[Date Prev][Date Next][Thread Prev][Thread Next][Date Index][Thread Index]
bug#18454: Improve performance when -P (PCRE) is used in UTF-8 locales
From: |
Norihiro Tanaka |
Subject: |
bug#18454: Improve performance when -P (PCRE) is used in UTF-8 locales |
Date: |
Fri, 19 Dec 2014 23:00:38 +0900 |
On Thu, 18 Dec 2014 14:45:58 +0100
Vincent Lefevre <address@hidden> wrote:
> >
> > 0xE0 0xC2 0xFF
> > 0xED 0xA0 0xFF
> > 0xF0 0xBF 0xFF 0xFF
>
> If I'm not mistaken, these first three are also treated as invalid by
> my patch (and should be treated as invalid by any tool).
I got them from pcre_valid_utf8(), but I made some mistakes.

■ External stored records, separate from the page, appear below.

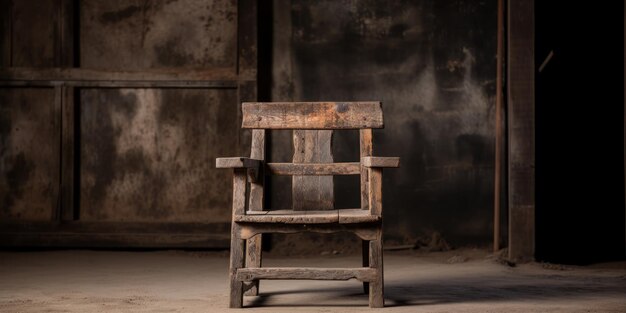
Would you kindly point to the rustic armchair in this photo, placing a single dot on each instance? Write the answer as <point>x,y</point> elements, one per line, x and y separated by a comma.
<point>312,192</point>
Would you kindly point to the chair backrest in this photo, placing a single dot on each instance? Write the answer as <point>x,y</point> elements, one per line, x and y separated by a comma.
<point>312,124</point>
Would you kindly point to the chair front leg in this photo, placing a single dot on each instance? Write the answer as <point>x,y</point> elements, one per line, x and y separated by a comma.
<point>254,254</point>
<point>237,244</point>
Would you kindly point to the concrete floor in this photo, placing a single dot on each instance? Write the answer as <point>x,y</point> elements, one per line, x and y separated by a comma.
<point>175,281</point>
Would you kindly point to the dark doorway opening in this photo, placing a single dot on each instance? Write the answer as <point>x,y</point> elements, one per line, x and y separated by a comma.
<point>579,131</point>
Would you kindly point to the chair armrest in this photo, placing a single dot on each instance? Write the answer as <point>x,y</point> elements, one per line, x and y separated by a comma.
<point>380,161</point>
<point>237,162</point>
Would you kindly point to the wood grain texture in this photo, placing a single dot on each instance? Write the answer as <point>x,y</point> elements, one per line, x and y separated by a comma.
<point>312,193</point>
<point>365,143</point>
<point>380,161</point>
<point>68,141</point>
<point>376,297</point>
<point>349,216</point>
<point>239,191</point>
<point>375,192</point>
<point>254,254</point>
<point>312,115</point>
<point>5,33</point>
<point>237,162</point>
<point>254,248</point>
<point>236,262</point>
<point>342,216</point>
<point>351,168</point>
<point>104,75</point>
<point>290,217</point>
<point>521,114</point>
<point>368,231</point>
<point>365,261</point>
<point>311,273</point>
<point>67,31</point>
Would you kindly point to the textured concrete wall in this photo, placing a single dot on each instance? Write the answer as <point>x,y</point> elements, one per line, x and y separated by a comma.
<point>432,64</point>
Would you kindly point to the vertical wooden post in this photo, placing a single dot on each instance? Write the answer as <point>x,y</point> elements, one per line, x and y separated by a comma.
<point>521,104</point>
<point>68,150</point>
<point>377,294</point>
<point>312,192</point>
<point>365,143</point>
<point>254,245</point>
<point>66,33</point>
<point>625,118</point>
<point>365,254</point>
<point>375,191</point>
<point>497,182</point>
<point>365,139</point>
<point>237,245</point>
<point>6,24</point>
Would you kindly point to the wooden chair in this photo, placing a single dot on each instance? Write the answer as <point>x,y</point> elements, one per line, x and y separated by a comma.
<point>312,192</point>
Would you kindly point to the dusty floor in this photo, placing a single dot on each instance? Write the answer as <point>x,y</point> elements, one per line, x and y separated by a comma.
<point>174,281</point>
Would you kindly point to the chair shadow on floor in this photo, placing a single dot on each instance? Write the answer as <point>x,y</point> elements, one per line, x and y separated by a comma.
<point>452,290</point>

They are
as following.
0xE0 0xAF 0xBF
0xED 0xA0 0xBF
0xF0 0x8F 0xBF 0xBF
By the way, they are correspond with following codes in pcre_valid_utf8().

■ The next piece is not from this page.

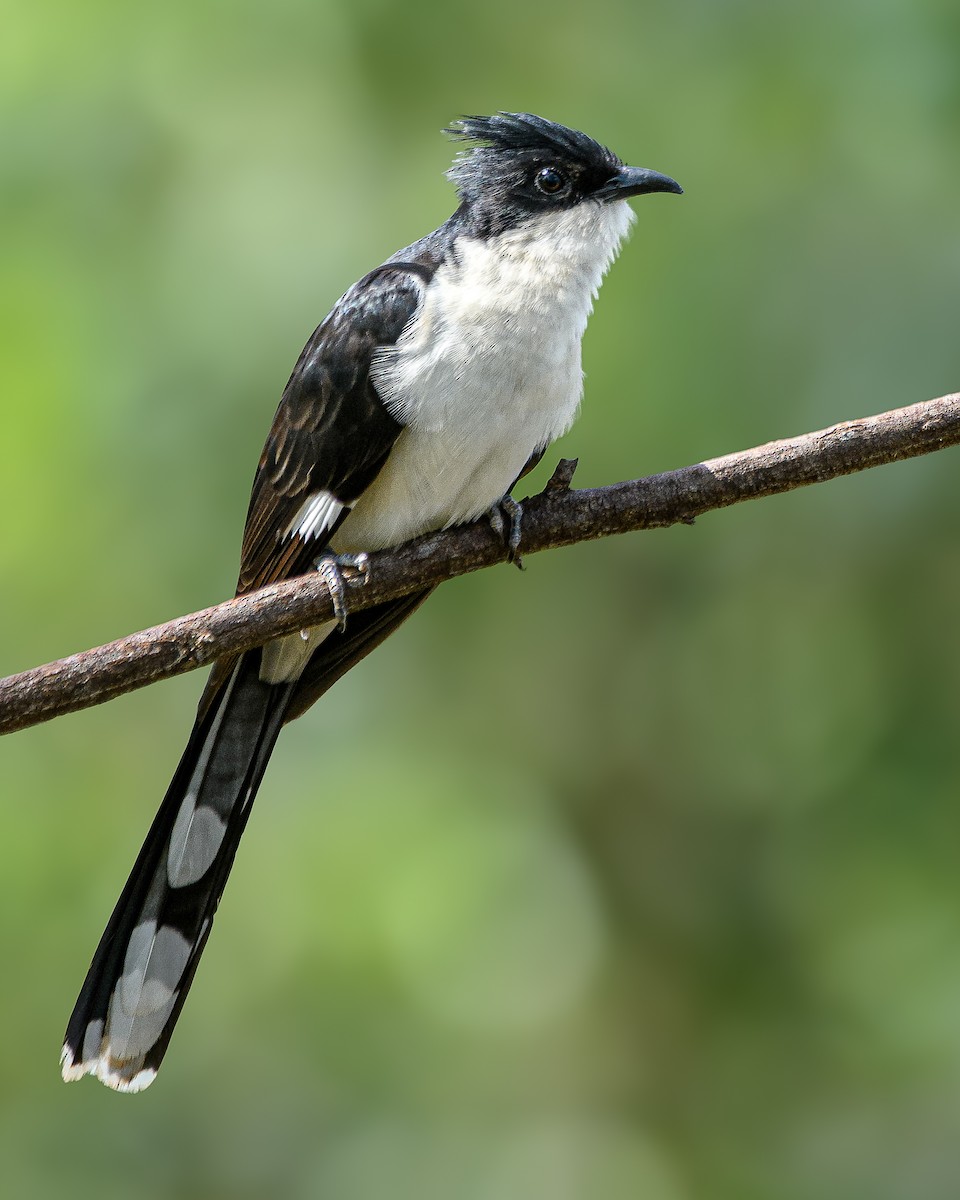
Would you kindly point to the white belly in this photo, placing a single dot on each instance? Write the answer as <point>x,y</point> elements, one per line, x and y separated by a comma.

if (c == 0xe0 && (d & 0x20) == 0)
{
*erroroffset = (int)(p - string) - 2;
return PCRE_UTF8_ERR16;
}
if (c == 0xed && d >= 0xa0)
{
*erroroffset = (int)(p - string) - 2;
return PCRE_UTF8_ERR14;
}
........
if (c == 0xf0 && (d & 0x30) == 0)
{
*erroroffset = (int)(p - string) - 3;
return PCRE_UTF8_ERR17;
}
if (c > 0xf4 || (c == 0xf4 && d > 0x8f))
{
*erroroffset = (int)(p - string) - 3;
return PCRE_UTF8_ERR13;
}
> BTW,
>
> printf "\xF4\xBF\xBF\xBF\n" | grep .
>
> finds a match, and this appears to be a bug (grep should follow
> the current standard).
I also see it is a bug as you say. mbrlen() in glibc returns (size_t) -1
for the sequence.